Her eyes narrowed, but she didn’t argue. Progress.

The clothing arrived quickly—the staff had learned that delays where his pet was concerned resulted in consequences no one wanted to face. Sylas dismissed the servant at the door and carried the garments to where Elsa sat, spreading them across the furs for her inspection.

Not the simple shifts she’d been wearing.

Proper garments. Yzefrxyl finery in his colors—deep blue and silver, the shades of the Alpha King’s house, woven from fabrics soft enough for human skin but sturdy enough to provide warmth.

A fitted tunic with intricate embroidery along the collar.

Leggings that would hug her legs without restricting movement.

A cloak lined with fur from his own reserves, marked with his sigil in silver thread.

She stared at the spread with an expression he couldn’t read. “These are...”

“Mine.” He crouched beside her, claws tracing the edge of the tunic. “My colors. My marks. When you wear them, every Yzefrxyl who sees you will know whose protection you’re under.”

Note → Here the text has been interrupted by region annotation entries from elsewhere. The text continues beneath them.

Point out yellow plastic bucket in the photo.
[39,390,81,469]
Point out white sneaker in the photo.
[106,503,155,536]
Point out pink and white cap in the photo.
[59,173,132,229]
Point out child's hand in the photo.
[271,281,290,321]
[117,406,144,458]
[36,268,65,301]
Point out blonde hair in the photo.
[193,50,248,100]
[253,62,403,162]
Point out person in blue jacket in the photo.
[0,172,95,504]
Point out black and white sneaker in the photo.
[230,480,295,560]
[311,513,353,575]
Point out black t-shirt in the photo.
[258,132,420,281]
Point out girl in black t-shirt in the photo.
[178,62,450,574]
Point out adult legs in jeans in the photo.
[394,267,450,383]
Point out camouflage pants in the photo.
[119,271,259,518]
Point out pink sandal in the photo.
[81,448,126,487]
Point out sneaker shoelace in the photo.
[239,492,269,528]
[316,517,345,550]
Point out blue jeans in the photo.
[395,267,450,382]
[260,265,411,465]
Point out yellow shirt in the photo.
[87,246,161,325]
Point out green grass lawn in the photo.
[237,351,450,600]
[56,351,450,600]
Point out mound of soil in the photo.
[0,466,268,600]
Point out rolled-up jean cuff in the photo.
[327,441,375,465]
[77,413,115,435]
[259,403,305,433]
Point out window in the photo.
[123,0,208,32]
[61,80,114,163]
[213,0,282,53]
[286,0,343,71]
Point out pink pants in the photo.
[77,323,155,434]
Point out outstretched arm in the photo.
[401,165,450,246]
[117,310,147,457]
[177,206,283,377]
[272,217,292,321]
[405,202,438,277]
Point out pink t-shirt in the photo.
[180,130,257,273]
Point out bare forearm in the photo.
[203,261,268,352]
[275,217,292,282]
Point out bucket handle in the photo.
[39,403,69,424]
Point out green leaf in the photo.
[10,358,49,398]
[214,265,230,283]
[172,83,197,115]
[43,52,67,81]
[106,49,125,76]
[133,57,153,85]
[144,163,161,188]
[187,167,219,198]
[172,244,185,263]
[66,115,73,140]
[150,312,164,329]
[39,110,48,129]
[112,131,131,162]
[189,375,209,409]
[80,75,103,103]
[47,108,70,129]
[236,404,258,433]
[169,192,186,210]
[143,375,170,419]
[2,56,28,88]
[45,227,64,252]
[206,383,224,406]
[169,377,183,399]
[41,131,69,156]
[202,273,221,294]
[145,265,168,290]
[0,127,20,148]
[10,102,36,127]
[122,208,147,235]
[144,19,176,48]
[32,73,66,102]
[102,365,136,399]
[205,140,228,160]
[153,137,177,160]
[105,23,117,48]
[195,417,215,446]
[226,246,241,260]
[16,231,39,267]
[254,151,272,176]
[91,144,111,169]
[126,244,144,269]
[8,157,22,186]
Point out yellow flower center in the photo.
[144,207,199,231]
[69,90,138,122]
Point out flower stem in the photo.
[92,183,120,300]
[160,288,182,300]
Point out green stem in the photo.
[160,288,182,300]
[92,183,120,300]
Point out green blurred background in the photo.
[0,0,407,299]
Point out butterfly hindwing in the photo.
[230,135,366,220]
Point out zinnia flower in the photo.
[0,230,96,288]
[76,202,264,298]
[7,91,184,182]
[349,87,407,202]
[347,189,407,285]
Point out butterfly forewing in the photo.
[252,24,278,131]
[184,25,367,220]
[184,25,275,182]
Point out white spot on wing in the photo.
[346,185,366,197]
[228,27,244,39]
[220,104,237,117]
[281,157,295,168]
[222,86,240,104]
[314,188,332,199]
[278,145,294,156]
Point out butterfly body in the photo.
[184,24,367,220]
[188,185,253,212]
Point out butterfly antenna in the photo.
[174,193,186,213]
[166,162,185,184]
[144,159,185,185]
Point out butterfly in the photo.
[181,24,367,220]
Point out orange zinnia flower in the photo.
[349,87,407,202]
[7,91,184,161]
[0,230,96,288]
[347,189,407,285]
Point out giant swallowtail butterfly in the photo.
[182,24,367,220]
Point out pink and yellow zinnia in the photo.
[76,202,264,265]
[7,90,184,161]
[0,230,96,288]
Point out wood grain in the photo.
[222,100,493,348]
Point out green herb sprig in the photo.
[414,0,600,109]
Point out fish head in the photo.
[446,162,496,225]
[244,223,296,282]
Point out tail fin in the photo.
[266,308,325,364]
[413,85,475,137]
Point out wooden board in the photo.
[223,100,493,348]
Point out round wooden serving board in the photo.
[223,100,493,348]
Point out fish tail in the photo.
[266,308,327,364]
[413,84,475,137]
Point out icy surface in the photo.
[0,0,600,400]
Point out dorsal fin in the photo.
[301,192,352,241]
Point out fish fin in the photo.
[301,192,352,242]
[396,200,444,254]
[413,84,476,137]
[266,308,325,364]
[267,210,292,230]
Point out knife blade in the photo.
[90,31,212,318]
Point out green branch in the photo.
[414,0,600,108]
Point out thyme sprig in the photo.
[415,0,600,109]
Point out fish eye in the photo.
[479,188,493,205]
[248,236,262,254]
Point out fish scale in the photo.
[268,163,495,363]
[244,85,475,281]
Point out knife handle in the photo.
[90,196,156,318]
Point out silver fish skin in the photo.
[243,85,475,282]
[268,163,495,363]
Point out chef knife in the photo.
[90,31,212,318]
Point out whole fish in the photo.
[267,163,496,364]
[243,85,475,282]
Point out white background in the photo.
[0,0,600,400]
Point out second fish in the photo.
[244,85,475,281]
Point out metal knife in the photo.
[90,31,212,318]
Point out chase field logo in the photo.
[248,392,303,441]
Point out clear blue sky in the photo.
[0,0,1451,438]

“Whose property I am, you mean.”

“If that’s how you need to frame it.” He met her eyes, held them. “I prefer ‘whose care.’ But the result is the same.”

She was quiet for a long moment. Then, slowly, she reached for the tunic. Her fingers brushed the fabric, testing its quality, and something in her expression softened.

“I’ll need help with the fastenings.” The admission cost her. He could hear it in the strain of her voice, see it in the tension of her shoulders. “I don’t know how Yzefrxyl clothing works.”

The beast rumbled with satisfaction.

“Of course.” He reached for the hem of her sleeping shift. “Lift your arms.”